The Leave Means Leave co-chairman said the actions of anti-Brexit MPs would have been “unconscionable” in the days of Winston Churchill and said the actions showed how close the country had come to “oblivion”.
And he insisted the British people cared not about a good trade deal but about regaining control of their money, borders and laws.
Mr Longworth wrote in the Telegraph: “No sooner had I and business leaders representing the political spectrum made our way last week to see Michel Barnier than, predictably, the British Fifth Column of Anna Soubry, Chuka Umunna and co. decide to make their way this week to kiss the feet of the EU chief negotiator.
“Why these people, who are not batting for Britain and who clearly are prepared to undermine the will of the British electorate, should want to see Barnier is obvious: it can only be to collude.”
He said trade, despite its importance, should not come before the three key aspects of Brexit.

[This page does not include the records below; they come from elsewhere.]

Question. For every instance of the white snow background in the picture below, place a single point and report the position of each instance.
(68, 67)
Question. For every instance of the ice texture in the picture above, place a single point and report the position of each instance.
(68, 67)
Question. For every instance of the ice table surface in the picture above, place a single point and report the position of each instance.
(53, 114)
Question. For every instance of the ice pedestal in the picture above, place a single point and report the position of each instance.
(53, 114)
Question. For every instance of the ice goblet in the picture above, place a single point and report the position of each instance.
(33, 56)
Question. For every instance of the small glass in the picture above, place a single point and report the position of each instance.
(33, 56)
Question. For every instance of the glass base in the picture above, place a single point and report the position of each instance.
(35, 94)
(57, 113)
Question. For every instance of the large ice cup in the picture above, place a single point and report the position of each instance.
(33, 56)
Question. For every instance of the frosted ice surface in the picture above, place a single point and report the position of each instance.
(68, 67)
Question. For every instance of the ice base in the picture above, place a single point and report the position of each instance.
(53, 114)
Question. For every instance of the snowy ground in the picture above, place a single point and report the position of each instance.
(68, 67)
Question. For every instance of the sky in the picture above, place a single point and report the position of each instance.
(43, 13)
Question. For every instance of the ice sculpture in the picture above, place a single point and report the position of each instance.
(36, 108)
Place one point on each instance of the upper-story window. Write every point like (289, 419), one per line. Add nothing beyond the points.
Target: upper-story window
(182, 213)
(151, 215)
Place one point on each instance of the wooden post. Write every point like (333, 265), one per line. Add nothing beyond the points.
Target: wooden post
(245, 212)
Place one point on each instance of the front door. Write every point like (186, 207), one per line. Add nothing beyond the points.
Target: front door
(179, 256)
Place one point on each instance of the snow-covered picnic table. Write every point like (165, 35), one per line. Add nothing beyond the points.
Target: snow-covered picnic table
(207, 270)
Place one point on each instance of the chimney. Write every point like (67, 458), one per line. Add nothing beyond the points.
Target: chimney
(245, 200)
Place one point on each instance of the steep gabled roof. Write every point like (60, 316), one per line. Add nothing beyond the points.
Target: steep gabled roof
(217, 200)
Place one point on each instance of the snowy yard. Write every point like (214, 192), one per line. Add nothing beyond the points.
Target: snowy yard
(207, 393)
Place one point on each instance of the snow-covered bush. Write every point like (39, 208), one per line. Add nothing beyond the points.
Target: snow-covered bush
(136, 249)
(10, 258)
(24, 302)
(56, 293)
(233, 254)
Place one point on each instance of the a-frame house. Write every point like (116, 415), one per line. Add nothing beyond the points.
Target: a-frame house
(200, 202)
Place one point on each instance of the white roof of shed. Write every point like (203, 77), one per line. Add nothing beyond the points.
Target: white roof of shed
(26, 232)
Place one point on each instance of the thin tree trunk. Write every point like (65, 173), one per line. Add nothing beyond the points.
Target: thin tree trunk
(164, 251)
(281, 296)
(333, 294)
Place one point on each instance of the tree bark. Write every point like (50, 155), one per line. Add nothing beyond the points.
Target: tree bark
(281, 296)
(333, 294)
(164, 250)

Mr Longworth wrote: “I have a message for the UK’s ‘Team EU’: look at the facts and take these to Barnier. The British people didn’t set the benchmark of a successful Brexit as a trade deal with the EU, they set the measure as to whether we have taken control of our money, borders and laws.
“Anything else is simply not Brexit, but at best Brexit in name only.”
He said it was now up to Prime Minister Theresa May and her Brexit ministers to force through an exit – despite the best efforts of Remainer campaigners.
Mr Longworth concluded: “I doubt Soubry and Umunna et al will acknowledge they were wrong, nor will they ask for the things that will make Brexit a reality.
“These things are too simple and straightforward, and will produce far too good a result for Britain. The fifth column feed off complexity, delay and obfuscation.
“But if they won’t repent and pursue the national interest, it is incumbent upon our Government to cut through the Gordian knot that our enemies have created and get on and deliver Brexit.”
Earlier this week Ms Soubry joked “it’s all sorted, we’re staying” after meeting Mr Barnier.
She rejected claims she was undermining the Government’s official position.
She said: “Both political parties have a number of backbenchers who feel differently from their frontbenches. It’s important that when we come and talk to people that they understand the peculiarities of British politics. Brexit has always divided and also united different groups within the two main parties.
“We have got to be realistic as a nation about all this. It doesn’t mean we can’t be ambitious, and that’s what I’m concerned about is how realistic we’re being as a country. And if we’re not being given the full picture by our government that’s really important.”